US real estate giant Prologis is pressing FTSE 100 firm Segro's shareholders to support its £12.6bn acquisition proposal. Segro has vehemently rejected the bid, calling it opportunistic and inadequate.

  • Prologis is appealing directly to Segro shareholders for support of its £12.6bn takeover bid.
  • Segro, a FTSE 100 property giant, has strongly rejected the 925p per share offer, deeming it 'opportunistic' and 'inadequate'.
  • The dispute centres on the valuation of Segro's data centre portfolio and the premium offered by Prologis.
  • Prologis claims the deal offers a 'substantial upfront premium' and access to a larger global data centre platform.
  • Segro argues its estate is more valuable and that the bid undervalues its future growth, particularly in data centres.

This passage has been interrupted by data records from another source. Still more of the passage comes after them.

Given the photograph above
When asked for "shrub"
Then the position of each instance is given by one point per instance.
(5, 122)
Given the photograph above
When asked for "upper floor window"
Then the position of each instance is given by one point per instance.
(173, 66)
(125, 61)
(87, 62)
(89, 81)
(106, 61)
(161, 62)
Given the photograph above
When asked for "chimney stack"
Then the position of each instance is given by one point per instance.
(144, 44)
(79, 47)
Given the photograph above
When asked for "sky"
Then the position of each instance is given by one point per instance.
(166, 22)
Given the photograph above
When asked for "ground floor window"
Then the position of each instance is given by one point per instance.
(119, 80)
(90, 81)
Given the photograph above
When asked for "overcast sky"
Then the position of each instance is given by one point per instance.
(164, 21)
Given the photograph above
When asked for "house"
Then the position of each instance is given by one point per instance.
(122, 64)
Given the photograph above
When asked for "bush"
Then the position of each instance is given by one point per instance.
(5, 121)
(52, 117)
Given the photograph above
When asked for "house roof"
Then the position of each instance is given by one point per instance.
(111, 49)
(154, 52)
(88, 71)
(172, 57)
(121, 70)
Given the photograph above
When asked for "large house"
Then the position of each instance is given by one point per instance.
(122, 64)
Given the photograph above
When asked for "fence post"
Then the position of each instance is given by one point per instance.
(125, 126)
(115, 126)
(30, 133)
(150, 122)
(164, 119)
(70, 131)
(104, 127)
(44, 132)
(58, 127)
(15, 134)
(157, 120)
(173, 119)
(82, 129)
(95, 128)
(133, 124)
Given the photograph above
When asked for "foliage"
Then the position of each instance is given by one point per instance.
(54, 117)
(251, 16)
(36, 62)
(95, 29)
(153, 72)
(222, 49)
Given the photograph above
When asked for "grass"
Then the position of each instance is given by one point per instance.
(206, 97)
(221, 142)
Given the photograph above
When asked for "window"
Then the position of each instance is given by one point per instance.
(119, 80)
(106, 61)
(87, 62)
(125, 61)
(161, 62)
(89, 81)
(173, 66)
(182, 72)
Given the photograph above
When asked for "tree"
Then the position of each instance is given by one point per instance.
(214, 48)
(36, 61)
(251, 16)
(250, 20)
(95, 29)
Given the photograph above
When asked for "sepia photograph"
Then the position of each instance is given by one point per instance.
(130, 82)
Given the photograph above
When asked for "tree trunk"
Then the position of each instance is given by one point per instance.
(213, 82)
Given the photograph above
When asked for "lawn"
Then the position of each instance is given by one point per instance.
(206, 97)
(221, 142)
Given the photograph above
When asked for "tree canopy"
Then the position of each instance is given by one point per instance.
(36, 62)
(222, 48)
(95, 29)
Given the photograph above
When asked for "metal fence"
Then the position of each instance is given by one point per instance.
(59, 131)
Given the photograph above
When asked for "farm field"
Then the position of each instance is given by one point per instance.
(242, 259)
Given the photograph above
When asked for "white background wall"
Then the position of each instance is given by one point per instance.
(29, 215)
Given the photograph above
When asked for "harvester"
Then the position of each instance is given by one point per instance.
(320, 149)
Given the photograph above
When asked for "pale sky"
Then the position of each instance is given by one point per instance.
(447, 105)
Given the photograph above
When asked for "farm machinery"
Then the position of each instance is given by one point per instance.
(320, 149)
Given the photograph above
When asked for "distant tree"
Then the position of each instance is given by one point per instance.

The proposed £12.6bn takeover bid by US real estate giant Prologis for FTSE 100 property company Segro has ignited fierce debate over the merits of a deal worth nearly 25% above Segro's closing share price at the time of the bid. With Prologis touting its offer as a "substantial upfront premium" and access to an expanded global network of data centres, it is clear that both parties have differing views on the value of their respective assets.

Segro has vigorously rejected the 925p per share offer, labelling it "opportunistic, one-sided and inadequate", highlighting a core tension in the proposed deal. The London-listed firm has invested heavily in its data centre operations in recent years, and is adamant that its portfolio holds greater value than Prologis'. This assessment is bolstered by Segro's announcement of a joint venture with a London-based data centre firm to develop a new facility in Paris, aimed at showcasing the company's independence and future growth potential.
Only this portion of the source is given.